Steven R. Higgins, Ph.D. - US grants

EAR-0345729
Higgins

This instrument development project will provide a new "Smart", in-situ, probe microscopy tool for investigations of mineral-water interfaces. The project objectives are to improve throughput of useful data, resulting in (1) a 10- to 100-fold increase in speed of "imaging" with negligible increase in noise levels and (2) the capability for locating discontinuities along linear or otherwise one-dimensional surface features. Through a 2-dimensional lateral feedback mechanism, the instrument will allow for tracking and tracing of surface sites of high reactivity, thereby eliminating the need for imaging other surface regions of considerably less importance. The advantages of these developments are the ability to observe molecular level surface structures responsible for surface reactivity and to follow the dynamics of these features in real time.
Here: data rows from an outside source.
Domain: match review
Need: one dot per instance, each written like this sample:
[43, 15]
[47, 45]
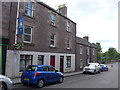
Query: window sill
[29, 16]
[29, 44]
[68, 48]
[52, 46]
[54, 25]
[68, 31]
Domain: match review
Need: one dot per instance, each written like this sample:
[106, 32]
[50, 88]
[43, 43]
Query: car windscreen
[91, 65]
[31, 68]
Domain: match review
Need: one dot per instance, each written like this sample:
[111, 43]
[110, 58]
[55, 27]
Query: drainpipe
[17, 22]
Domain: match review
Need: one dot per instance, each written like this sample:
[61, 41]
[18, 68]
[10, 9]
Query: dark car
[103, 67]
[40, 75]
[5, 83]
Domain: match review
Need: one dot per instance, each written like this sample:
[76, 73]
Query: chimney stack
[86, 37]
[62, 9]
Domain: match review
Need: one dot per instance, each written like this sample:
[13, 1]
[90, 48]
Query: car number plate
[26, 79]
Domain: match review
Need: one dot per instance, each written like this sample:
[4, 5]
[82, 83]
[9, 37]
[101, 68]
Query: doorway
[52, 61]
[61, 63]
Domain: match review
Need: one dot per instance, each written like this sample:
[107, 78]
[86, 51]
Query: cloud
[98, 18]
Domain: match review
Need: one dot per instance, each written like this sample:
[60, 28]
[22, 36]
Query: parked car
[103, 67]
[40, 75]
[92, 68]
[5, 83]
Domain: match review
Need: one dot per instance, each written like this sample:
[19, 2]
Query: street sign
[20, 25]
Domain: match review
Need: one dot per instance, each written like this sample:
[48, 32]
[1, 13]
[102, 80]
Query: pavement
[17, 79]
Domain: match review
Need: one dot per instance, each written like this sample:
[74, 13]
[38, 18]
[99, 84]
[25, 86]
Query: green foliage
[111, 54]
[99, 50]
[98, 46]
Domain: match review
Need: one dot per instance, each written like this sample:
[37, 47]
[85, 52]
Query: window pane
[27, 38]
[40, 59]
[27, 30]
[29, 9]
[52, 37]
[45, 69]
[22, 65]
[29, 5]
[68, 61]
[52, 42]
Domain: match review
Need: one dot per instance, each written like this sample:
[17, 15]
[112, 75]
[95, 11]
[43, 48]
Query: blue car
[40, 75]
[103, 67]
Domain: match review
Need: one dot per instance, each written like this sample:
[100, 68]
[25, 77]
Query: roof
[82, 41]
[45, 5]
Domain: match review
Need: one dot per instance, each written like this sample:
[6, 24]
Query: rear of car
[40, 75]
[89, 69]
[103, 67]
[5, 83]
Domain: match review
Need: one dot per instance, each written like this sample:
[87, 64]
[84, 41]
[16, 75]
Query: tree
[112, 54]
[99, 50]
[98, 46]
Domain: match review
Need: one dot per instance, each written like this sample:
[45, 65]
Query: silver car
[5, 83]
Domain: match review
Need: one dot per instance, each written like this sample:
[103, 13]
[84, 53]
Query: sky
[96, 18]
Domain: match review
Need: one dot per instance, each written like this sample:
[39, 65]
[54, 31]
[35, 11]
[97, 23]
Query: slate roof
[83, 41]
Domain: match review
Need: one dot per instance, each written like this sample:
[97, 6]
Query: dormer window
[52, 18]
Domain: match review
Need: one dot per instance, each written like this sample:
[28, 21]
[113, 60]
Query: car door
[46, 73]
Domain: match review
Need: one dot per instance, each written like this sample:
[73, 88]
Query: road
[108, 79]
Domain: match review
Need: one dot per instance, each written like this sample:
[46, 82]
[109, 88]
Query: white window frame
[27, 34]
[81, 63]
[81, 49]
[25, 59]
[52, 21]
[31, 9]
[68, 44]
[68, 65]
[93, 51]
[68, 26]
[41, 58]
[88, 51]
[54, 40]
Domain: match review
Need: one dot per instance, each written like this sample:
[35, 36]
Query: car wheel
[94, 72]
[40, 83]
[84, 72]
[61, 79]
[99, 71]
[24, 83]
[3, 86]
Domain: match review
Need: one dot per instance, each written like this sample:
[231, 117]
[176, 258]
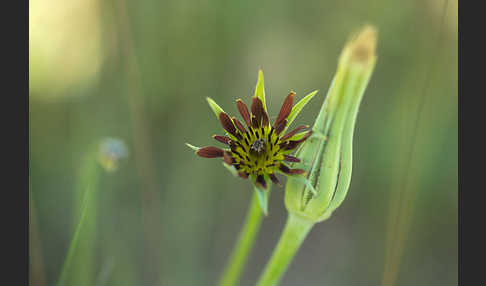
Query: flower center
[258, 146]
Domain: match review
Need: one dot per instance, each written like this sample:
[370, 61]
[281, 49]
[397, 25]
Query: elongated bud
[327, 154]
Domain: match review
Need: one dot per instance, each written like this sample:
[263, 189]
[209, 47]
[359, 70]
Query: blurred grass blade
[79, 266]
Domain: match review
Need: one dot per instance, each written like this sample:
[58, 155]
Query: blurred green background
[139, 71]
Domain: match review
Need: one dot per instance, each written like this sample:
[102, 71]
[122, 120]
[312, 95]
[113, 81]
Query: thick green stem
[237, 261]
[294, 233]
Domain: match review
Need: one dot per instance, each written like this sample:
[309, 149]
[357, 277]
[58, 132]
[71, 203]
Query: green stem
[237, 261]
[294, 233]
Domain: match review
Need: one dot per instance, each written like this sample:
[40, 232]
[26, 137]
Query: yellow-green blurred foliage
[139, 71]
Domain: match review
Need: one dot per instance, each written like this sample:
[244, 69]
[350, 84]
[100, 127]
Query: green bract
[327, 154]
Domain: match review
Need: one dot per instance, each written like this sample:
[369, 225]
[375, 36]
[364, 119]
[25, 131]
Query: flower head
[259, 148]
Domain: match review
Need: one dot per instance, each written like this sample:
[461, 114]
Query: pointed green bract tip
[193, 147]
[214, 106]
[299, 106]
[260, 89]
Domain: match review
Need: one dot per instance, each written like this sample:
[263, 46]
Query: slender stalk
[294, 233]
[75, 240]
[246, 239]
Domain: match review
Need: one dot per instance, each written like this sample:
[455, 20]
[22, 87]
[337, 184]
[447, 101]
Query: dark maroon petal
[223, 139]
[257, 109]
[274, 180]
[254, 121]
[286, 108]
[289, 158]
[243, 175]
[291, 145]
[284, 169]
[227, 123]
[293, 132]
[243, 111]
[280, 127]
[227, 158]
[210, 152]
[239, 125]
[261, 181]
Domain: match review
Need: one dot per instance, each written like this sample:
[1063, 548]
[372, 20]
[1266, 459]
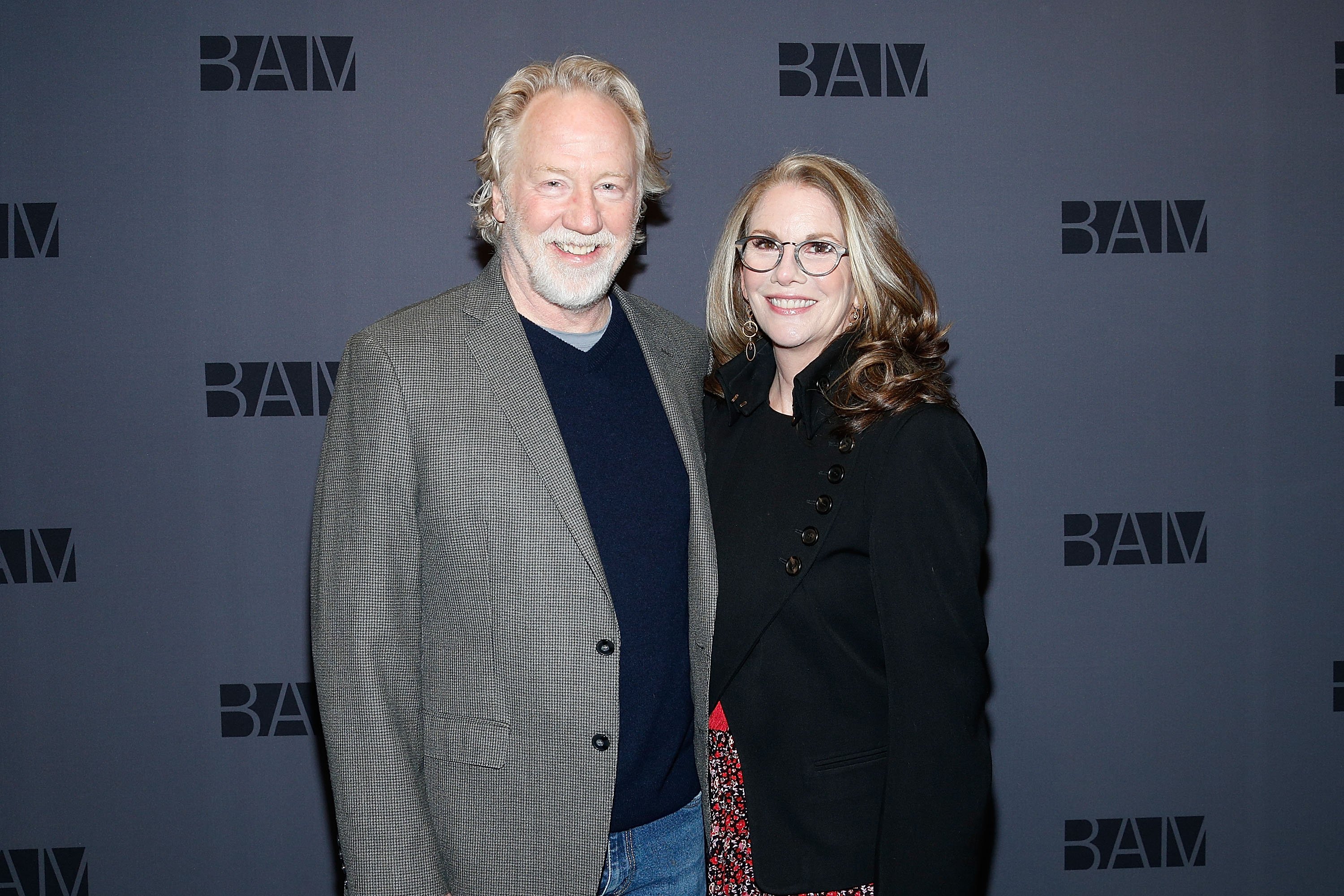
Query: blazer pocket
[850, 759]
[476, 742]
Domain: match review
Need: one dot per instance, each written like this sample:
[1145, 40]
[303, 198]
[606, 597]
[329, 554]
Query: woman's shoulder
[925, 428]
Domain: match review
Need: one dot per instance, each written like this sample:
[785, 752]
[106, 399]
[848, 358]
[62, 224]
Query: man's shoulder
[436, 319]
[670, 326]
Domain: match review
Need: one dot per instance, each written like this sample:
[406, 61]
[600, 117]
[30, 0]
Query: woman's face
[800, 314]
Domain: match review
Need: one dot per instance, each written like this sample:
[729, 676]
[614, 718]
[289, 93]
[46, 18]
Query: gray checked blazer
[457, 595]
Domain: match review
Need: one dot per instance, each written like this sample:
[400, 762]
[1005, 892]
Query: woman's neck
[788, 365]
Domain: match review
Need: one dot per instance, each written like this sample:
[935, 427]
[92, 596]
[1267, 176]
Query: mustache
[558, 234]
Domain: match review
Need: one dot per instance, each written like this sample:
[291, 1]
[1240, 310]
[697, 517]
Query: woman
[850, 751]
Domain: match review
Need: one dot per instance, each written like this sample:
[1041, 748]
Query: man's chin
[578, 299]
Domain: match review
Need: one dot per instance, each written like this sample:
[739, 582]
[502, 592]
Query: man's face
[570, 198]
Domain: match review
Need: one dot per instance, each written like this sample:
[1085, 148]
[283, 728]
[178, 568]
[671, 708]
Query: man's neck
[535, 308]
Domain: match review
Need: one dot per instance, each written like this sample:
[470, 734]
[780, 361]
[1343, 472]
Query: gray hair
[566, 74]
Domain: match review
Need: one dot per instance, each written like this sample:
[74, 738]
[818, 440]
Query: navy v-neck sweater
[638, 499]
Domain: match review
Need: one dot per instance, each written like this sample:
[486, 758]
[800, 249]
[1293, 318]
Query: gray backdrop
[1187, 718]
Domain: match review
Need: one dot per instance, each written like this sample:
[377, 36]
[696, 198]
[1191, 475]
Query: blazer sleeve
[366, 632]
[928, 534]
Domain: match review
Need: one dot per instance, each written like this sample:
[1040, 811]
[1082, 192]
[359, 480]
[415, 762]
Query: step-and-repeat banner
[1132, 213]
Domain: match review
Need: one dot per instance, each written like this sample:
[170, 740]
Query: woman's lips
[789, 306]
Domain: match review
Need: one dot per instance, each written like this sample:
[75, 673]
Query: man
[513, 570]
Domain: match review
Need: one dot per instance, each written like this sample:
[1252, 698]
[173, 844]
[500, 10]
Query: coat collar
[746, 385]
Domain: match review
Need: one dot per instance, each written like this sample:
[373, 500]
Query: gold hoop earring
[750, 330]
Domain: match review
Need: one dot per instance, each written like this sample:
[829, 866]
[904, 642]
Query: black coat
[850, 641]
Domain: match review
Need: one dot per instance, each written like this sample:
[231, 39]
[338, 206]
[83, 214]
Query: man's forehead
[580, 123]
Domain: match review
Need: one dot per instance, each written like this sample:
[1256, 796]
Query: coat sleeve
[366, 632]
[928, 534]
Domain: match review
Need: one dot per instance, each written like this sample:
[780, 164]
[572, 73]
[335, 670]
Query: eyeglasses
[814, 257]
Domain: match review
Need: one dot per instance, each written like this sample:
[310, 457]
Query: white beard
[556, 283]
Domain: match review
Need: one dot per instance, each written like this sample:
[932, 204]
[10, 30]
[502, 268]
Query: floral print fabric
[730, 841]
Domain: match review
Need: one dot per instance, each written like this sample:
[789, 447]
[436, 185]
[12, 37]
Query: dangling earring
[750, 330]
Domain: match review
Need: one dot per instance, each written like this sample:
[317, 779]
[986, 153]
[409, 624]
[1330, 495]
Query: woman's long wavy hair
[898, 353]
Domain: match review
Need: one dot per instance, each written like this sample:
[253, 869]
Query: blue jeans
[664, 857]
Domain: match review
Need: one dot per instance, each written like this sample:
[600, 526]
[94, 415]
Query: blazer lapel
[500, 347]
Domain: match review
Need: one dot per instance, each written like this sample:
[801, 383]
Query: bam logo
[34, 229]
[45, 872]
[269, 389]
[268, 710]
[1133, 226]
[1135, 843]
[37, 555]
[853, 70]
[1131, 539]
[268, 62]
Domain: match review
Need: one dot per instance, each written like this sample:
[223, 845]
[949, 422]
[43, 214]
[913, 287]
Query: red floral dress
[730, 840]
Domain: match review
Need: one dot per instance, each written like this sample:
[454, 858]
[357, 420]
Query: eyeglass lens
[815, 257]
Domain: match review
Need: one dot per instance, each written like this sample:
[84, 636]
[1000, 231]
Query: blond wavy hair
[566, 74]
[898, 351]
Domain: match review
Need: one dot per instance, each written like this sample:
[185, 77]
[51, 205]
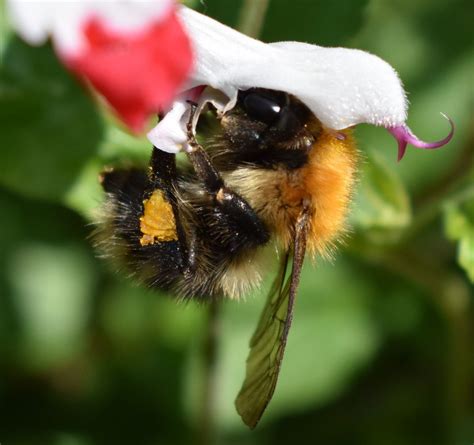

The development of this Step Tracing Scanning Probe Microscope (ST-SPM) will involve design, construction and testing of the feedback electronics, custom microscope, and software interface. The initial application of the ST-SPM will be in the study of carbonate mineralization where surface dynamics will be directly observed using the improved instrument. The project outcomes will include development of new instrumentation for advancement of scientific research and enhanced scientific understanding. The ST-SPM, with its ability to recognize and follow particular surface features, may also have a large impact on crystal growth research, micro- and nanoscale device characterization, molecular electronics, and nanolithographic techniques, thereby enhancing scientific understanding across a range of interdisciplinary fields. Commercialization plans include partnering with a leading SPM manufacturer to evaluate this new technology and if feasible, make it readily accessible.

This Nanotechnology Undergraduate Education (NUE) in Engineering program entitled, "NUE-WSU Nanotechnology and Nanoscience Laboratory Experience", at Wright State University (WSU), under the direction of Dr. Hong Huang, represents a collaborative effort among faculty members with appointments in the Departments of Mechanical and Materials Engineering, Electrical Engineering, Chemistry, and Physics at WSU. The primary goal is to develop a new, highly interdisciplinary laboratory course (Nanotechnology and Nanoscience Laboratory Experience) based on the investigators' expertise in cutting-edge nanotechnology research and educational areas. This will be the first nanotechnology/nanoscience laboratory on campus that will complement and strengthen the current, well-established Introduction to Nanoscience and Nanotechnology and Materials for Nanotechnology lecture courses at WSU. This independent laboratory course will be open to undergraduate and graduate students across the aforementioned departments.

Theoretical concepts learned during the already established lecture courses will be reinforced and supplemented by hands-on experience in the laboratory. Upon course completion, students will improve or develop new skills that will be useful in future nanotechnology endeavors in the Dayton area (e.g. the Air Force Research laboratory and local industries specializing in nanotechnology), regardless of their majors. This new laboraory course will support the development of the next generation of nanotechnology scientists and engineers at WSU through advanced, early scientific education at the undergraduate level. The resources and results derived from this proposal will be presented to and shared with both the local and external scientific and non-scientific communities (e.g., open house events for K12 students, publications and conference presentatons, and the WSU website).